31 million women in the United States are living with a history of breast cancer. Of those women, 250 thousand were diagnosed when they were younger than 40. A family history and age are the most significant risks factor when it comes to breast cancer.
The prime demographic for women for getting breast cancer is typically between the ages of 50 and 70,” Thomas Samuel, MD a breast oncologist at Cleveland Clinic Florida, said. But still 1,000 women under 40 die from breast cancer every year and there’s no effective breast cancer screening tool for women under 40. Mammograms are not an effective screening tool for women under 40 because the breast tissue is too dense.

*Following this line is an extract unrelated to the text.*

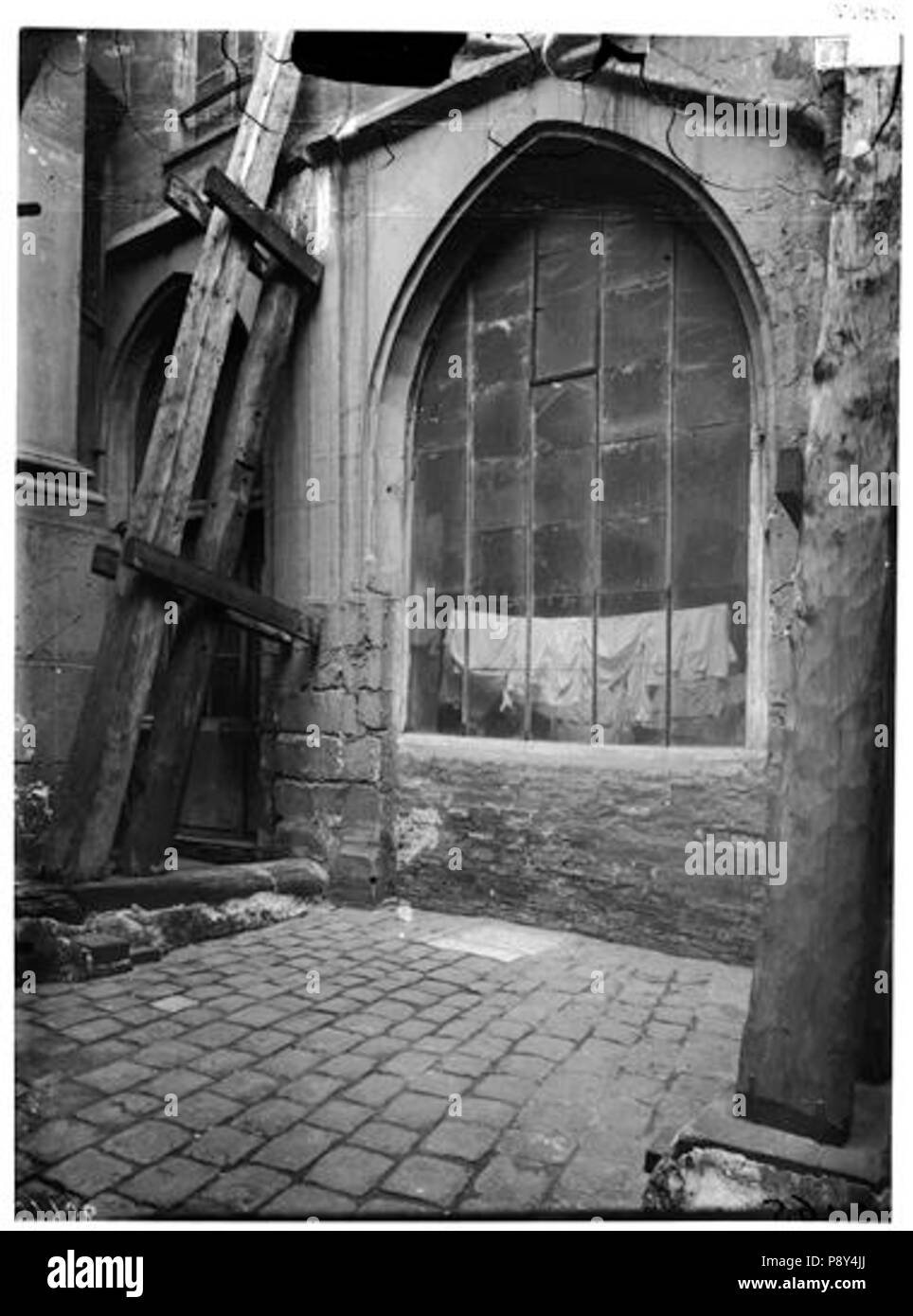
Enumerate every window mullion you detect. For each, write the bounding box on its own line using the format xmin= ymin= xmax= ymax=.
xmin=664 ymin=229 xmax=677 ymax=748
xmin=459 ymin=281 xmax=474 ymax=736
xmin=524 ymin=223 xmax=540 ymax=739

So experts recommend women 20 and older perform monthly breast self-examinations the day after their period ends.
“We also do recommend women to have a physician breast exam beginning or the end around age 25 on an annual bases and typically a primary care doctor or a gynecologist would be the ones who do that,” continued Dr. Samuel.

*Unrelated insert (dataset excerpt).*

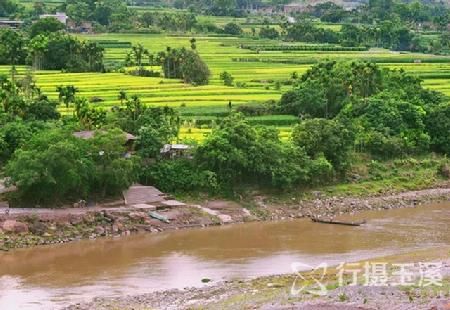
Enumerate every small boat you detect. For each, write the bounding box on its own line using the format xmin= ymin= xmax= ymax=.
xmin=148 ymin=211 xmax=170 ymax=224
xmin=311 ymin=217 xmax=367 ymax=226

Some other things to note for breast cancer in younger women: breast cancer tends to be found in later stages and be more aggressive. Younger women also have a higher mortality rate when it comes to breast cancer and the risk of metastatic recurrence is higher. Even though breast cancer is still more prevalent in an older demographic, that does not mean it’s not impossible in younger women.
Breast cancer is also the most common form of cancer diagnosed in pregnant women or women who have recently given birth. About 30 percent of breast cancer in young women is found a few years after having a child.